マネーロンダリングの対策に関する記述として、最も適切なものはどれか。
- ア. 金融取引に当たり、口座開設時の取引目的や本人確認を徹底し、資金の出所が疑わしい取引かどうかを監視する。
- イ. 紙幣の印刷に当たり、コピー機では再現困難な文字や線、傾けることによって絵が浮かび上がるホログラムなどの技術を用いて、複製を困難にする。
- ウ. 税金の徴収に当たり、外国にある子会社の利益を本国の親会社に配当されたものとみなして、本国で課税する。
- エ. 投資に当たり、安全性や収益性などの特徴が異なる複数の金融商品を組み合わせることによって、一つの事象によって損失が大きくなるリスクを抑える。
【答え】ア
【解説】
マネーロンダリング(資金洗浄)とは、犯罪などで得た資金の出所を隠して、正当な資金に見せかける行為です。マネーロンダリングの基本的な対策としては次のようなものがあり、これらは金融機関や仮想通貨交換業者などに義務付けられています。
- 本人確認(KYC: Know Your Customer)
- 取引目的の確認
- 疑わしい取引の監視と報告(STR: Suspicious Transaction Report)
- 継続的な取引モニタリング
各選択肢の解説
ア. 金融取引に当たり、口座開設時の取引目的や本人確認を徹底し、資金の出所が疑わしい取引かどうかを監視する。
→ ⭕ 典型的なマネーロンダリング対策の内容で、金融機関等が行うKYCやAML(Anti-Money Laundering)業務に該当
イ. 紙幣の印刷に当たり、コピー機では再現困難な文字や線、傾けることによって絵が浮かび上がるホログラムなどの技術を用いて、複製を困難にする。

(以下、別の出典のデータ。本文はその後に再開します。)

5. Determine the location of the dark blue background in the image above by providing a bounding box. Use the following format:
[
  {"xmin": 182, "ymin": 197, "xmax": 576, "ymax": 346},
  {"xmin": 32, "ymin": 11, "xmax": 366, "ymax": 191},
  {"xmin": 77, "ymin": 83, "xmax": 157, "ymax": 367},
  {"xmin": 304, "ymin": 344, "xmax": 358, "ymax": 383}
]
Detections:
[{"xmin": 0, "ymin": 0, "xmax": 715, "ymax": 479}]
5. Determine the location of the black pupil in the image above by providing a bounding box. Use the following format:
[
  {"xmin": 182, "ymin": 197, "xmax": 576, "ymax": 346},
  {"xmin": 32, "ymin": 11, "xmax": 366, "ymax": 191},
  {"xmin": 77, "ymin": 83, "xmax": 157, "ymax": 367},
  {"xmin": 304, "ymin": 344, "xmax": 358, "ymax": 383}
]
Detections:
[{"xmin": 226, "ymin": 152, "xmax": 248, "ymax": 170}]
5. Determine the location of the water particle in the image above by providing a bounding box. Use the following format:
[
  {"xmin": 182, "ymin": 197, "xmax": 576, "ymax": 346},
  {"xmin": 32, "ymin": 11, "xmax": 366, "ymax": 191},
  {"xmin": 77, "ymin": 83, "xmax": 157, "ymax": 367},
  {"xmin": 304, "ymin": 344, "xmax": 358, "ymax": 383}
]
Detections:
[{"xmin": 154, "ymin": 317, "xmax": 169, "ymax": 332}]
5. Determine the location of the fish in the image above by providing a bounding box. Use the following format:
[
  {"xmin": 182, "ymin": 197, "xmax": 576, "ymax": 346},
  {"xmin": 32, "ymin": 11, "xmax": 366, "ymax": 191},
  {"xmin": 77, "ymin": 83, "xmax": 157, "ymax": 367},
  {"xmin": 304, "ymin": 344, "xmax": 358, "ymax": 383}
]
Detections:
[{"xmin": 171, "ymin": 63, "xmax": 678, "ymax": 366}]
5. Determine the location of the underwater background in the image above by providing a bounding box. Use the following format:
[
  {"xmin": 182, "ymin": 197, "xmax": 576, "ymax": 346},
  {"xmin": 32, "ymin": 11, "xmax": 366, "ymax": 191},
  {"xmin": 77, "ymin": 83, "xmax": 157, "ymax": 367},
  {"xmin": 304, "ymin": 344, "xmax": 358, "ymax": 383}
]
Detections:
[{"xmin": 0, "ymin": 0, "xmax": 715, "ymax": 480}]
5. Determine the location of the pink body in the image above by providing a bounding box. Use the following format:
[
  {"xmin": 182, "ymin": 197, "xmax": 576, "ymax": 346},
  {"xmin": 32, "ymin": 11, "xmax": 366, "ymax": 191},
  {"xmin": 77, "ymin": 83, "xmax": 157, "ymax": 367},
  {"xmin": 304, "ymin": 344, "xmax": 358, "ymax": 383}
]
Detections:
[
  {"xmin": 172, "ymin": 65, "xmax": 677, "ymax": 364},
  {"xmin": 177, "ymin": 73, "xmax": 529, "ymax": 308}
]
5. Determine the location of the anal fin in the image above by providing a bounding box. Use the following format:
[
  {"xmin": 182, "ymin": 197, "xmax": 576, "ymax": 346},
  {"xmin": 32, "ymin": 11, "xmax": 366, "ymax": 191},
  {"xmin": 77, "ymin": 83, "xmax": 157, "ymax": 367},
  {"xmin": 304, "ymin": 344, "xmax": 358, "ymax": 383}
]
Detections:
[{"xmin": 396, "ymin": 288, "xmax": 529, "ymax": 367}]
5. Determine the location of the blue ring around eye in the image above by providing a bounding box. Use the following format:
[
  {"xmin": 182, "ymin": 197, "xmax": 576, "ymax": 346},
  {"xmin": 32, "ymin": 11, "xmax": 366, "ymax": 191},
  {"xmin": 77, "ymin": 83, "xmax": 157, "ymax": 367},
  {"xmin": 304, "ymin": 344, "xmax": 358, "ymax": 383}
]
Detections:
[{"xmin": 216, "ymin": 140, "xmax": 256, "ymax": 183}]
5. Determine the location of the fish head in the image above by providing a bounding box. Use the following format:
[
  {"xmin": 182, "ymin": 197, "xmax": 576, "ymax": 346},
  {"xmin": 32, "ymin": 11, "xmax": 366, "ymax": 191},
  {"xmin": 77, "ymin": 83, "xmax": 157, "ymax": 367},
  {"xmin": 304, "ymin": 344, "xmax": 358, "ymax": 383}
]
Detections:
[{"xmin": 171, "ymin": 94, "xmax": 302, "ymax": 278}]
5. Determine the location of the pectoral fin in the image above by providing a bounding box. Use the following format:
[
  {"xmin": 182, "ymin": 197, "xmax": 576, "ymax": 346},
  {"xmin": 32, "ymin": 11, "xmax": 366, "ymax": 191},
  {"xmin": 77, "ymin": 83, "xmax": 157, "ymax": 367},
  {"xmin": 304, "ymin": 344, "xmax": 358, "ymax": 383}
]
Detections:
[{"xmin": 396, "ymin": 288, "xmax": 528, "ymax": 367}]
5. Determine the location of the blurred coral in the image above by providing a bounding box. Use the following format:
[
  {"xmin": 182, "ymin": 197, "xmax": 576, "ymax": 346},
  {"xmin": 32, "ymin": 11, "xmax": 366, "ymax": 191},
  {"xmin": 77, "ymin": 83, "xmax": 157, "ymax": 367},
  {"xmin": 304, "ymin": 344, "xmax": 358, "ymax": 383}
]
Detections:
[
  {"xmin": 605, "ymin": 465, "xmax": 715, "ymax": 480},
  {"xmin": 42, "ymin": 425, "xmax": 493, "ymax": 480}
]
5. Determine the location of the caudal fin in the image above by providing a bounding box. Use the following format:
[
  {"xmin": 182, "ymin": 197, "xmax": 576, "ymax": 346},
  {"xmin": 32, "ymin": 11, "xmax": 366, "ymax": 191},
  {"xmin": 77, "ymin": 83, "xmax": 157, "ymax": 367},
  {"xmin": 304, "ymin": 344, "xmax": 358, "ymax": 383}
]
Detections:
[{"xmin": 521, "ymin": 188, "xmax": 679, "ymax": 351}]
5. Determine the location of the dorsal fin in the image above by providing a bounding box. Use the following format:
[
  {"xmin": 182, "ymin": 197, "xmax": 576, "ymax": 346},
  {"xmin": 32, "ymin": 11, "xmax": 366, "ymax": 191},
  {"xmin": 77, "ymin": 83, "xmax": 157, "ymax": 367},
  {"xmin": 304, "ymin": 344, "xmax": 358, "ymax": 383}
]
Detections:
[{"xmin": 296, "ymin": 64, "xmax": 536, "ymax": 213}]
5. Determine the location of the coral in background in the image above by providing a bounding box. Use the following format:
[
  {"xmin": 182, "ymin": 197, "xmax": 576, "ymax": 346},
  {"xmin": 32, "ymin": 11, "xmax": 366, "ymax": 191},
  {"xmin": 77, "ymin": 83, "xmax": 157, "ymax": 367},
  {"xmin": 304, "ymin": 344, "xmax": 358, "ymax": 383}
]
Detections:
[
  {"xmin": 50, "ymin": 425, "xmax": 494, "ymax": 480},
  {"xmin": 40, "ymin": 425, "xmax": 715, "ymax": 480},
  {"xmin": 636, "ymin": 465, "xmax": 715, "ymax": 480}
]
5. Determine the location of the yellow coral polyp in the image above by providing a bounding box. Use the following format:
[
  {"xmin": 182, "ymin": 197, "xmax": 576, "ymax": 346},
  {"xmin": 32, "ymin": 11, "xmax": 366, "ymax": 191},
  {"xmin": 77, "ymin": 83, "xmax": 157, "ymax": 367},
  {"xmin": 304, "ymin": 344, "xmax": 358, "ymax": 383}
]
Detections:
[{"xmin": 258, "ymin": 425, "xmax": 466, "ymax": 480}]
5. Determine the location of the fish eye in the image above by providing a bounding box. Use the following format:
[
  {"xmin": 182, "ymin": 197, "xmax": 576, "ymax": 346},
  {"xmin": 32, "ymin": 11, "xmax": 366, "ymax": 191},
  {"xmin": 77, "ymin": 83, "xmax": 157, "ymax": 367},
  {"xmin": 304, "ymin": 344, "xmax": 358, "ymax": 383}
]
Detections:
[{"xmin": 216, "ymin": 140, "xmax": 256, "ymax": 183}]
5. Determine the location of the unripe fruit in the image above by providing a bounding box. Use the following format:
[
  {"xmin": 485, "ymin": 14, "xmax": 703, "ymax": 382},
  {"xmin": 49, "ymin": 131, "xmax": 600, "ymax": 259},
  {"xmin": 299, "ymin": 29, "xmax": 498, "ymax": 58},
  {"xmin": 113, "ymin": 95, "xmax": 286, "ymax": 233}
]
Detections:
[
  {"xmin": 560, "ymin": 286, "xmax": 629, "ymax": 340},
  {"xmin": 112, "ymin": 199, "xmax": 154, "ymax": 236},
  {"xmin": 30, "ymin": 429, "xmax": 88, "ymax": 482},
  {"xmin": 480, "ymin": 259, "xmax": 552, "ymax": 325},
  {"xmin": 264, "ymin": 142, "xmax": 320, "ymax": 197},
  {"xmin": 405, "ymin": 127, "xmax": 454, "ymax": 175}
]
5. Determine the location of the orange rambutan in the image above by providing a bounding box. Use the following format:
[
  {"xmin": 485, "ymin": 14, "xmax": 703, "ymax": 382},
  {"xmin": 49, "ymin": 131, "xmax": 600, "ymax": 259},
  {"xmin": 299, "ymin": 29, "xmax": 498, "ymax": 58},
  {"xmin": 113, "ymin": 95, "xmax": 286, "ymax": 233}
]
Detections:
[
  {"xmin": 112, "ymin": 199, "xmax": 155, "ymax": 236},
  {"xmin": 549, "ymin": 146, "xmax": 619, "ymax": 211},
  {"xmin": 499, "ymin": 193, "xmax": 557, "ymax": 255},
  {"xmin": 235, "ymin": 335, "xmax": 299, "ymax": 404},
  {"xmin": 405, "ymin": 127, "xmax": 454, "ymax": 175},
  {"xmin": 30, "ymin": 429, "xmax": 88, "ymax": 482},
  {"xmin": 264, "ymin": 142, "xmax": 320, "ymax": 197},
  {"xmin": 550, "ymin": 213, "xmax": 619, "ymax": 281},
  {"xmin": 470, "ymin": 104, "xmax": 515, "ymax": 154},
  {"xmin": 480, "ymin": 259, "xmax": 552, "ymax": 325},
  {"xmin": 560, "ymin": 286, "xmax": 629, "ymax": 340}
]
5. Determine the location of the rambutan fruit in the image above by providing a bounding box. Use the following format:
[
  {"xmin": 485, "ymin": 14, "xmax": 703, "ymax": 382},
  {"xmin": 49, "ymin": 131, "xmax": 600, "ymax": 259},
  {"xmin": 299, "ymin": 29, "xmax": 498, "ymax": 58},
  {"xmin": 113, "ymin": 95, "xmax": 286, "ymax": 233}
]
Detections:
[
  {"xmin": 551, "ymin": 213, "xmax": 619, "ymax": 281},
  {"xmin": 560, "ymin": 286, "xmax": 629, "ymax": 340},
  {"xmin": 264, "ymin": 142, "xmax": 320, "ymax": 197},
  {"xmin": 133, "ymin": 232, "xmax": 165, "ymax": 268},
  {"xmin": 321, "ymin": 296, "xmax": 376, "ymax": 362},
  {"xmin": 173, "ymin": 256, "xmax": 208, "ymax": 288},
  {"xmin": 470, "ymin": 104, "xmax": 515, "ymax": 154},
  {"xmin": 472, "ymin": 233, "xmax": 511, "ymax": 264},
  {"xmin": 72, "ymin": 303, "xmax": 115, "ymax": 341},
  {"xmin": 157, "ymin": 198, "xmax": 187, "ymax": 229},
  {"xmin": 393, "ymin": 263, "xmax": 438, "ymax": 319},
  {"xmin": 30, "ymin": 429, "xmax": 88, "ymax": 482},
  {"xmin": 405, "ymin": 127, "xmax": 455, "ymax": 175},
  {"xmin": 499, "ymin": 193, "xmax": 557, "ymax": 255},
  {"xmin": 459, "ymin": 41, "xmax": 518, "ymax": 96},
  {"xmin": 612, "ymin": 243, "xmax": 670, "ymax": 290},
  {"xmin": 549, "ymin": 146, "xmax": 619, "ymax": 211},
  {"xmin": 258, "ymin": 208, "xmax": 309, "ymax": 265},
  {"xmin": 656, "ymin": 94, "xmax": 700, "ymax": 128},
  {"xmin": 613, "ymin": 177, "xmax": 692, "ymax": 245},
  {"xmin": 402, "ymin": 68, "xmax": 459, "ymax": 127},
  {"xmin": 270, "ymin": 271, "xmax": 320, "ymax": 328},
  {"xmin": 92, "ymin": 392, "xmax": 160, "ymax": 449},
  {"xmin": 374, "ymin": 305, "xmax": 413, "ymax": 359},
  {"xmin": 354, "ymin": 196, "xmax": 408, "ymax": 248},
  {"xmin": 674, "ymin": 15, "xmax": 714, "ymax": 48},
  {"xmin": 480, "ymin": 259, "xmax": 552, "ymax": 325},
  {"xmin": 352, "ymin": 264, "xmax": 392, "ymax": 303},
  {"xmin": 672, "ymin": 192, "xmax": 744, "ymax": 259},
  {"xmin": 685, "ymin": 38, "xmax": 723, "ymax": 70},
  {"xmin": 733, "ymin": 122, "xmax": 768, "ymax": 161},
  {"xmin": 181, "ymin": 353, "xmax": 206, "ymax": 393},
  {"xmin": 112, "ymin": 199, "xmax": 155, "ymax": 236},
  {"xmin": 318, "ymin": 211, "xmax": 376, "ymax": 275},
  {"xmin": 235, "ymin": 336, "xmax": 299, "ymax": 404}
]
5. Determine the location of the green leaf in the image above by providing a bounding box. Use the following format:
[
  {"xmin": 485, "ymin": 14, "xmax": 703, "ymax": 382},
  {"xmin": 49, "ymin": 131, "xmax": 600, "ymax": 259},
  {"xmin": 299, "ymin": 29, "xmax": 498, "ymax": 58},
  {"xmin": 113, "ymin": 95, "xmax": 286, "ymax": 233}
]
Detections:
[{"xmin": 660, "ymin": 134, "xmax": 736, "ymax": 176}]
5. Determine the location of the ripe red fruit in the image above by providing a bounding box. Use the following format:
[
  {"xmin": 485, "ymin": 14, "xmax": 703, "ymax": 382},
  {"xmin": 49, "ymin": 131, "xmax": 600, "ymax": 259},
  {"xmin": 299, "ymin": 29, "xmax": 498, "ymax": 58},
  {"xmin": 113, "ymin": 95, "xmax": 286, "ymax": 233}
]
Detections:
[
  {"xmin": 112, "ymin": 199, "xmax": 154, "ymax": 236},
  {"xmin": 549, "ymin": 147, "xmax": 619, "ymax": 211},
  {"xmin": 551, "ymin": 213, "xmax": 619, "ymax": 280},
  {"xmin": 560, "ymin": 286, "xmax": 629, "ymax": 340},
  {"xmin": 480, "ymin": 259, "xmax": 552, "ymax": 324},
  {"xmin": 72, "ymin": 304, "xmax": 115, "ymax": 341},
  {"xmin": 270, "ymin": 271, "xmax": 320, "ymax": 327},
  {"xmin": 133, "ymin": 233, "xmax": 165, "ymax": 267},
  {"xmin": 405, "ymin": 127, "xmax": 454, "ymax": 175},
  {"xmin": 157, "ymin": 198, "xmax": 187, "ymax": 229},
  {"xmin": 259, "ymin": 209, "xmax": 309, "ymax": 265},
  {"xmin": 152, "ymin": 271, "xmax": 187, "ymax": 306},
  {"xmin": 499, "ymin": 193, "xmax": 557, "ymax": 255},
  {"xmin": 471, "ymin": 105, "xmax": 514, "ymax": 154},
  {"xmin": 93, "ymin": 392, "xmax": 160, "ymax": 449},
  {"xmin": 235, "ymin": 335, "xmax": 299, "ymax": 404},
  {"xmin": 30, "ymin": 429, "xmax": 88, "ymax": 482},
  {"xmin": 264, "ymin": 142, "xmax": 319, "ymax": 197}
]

→これは偽造通貨対策であり、マネーロンダリングとは別の話
ウ. 税金の徴収に当たり、外国にある子会社の利益を本国の親会社に配当されたものとみなして、本国で課税する。
→これはタックスヘイブン(租税回避)対策であり、マネロン対策ではない
エ. 投資に当たり、安全性や収益性などの特徴が異なる複数の金融商品を組み合わせることによって、一つの事象によって損失が大きくなるリスクを抑える。
→これは分散投資(リスク管理)の話であり、マネロンとは関係ない
以上より、正解はア.となります。